Drifter admits murdering 5 college students in Fla.

February 16, 1994|By New York Times News Service

MIAMI -- With relatives of his victims gathered in the courtroom and his trial about to begin, the man accused of murdering five college students in Gainesville, Fla., in 1990 stunned onlookers girding for a long and gruesome trial by pleading guilty yesterday to all charges against him.

"There are some things you just can't run from, this being one of those," the defendant, Danny Harold Rolling, told Judge Stan R. Morris of Florida Circuit Court yesterday morning in Gainesville, where jury selection had been scheduled to start yesterday.

After maintaining his innocence since being charged with the murders in 1991, Rolling, a 39-year-old drifter from Louisiana, acknowledged that he had stabbed the five students to death during a crime spree in late August 1990. Rolling also pleaded guilty to three charges of sexual battery and three of armed burglary.

Rolling now faces the possibility of a death sentence by electrocution for the murders, a penalty he was aware of when he decided to enter the guilty plea, his lawyer, Rick Parker, said at a news conference yesterday.

Nevertheless, Mr. Parker added, "he does not wish to be executed," and evidence of mental illness will be presented during the penalty phase of the case. Jury selection for that phase is to begin today.

The killings spread a wave of fear across campuses throughout Florida, prompting some students to withdraw from college.

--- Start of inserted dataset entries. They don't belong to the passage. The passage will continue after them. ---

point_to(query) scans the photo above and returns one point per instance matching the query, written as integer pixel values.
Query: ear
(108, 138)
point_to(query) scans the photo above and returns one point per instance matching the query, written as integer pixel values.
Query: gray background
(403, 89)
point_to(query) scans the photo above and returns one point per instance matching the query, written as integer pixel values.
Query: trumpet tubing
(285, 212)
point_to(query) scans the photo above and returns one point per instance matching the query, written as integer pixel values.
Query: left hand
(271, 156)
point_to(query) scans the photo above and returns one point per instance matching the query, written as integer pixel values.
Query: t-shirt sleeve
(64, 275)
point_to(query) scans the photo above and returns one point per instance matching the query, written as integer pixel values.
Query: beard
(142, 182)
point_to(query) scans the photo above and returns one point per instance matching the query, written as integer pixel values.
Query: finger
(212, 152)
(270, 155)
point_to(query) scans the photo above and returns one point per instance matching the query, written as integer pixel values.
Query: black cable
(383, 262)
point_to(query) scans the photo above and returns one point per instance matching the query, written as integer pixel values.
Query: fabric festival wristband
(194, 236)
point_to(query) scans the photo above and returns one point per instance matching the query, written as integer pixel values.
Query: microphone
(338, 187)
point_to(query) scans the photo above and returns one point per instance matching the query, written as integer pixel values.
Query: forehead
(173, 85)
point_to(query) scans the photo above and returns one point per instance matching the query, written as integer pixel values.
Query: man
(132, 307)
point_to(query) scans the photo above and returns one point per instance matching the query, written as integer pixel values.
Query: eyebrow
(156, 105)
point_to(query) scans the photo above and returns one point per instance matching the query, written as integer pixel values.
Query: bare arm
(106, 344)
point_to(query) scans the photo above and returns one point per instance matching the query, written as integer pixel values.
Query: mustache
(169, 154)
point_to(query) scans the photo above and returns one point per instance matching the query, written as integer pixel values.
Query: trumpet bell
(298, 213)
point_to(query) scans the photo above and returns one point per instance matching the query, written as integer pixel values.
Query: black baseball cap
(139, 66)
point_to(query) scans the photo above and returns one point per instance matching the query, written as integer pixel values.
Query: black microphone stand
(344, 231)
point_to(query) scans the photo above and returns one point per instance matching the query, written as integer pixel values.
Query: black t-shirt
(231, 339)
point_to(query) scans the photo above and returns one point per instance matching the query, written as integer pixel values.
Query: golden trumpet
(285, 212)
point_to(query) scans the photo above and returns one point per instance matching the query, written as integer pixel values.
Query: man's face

Three of the murder victims were students at the University of Florida in Gainesville, and the other two were enrolled at Santa Fe Community College, also in Gainesville.

Rolling, a police officer's son from Shreveport who was wanted in Louisiana on charges of attempting to murder his father, is already serving a prison term in Florida for a series of crimes in Florida that in the end helped link him to the student murders.

Despite Rolling's guilty plea, a jury must still be picked to recommend his punishment. Rod Smith, the chief prosecutor, said he would seek the death penalty; under Florida law, Judge Morris will have the final say on any sentence.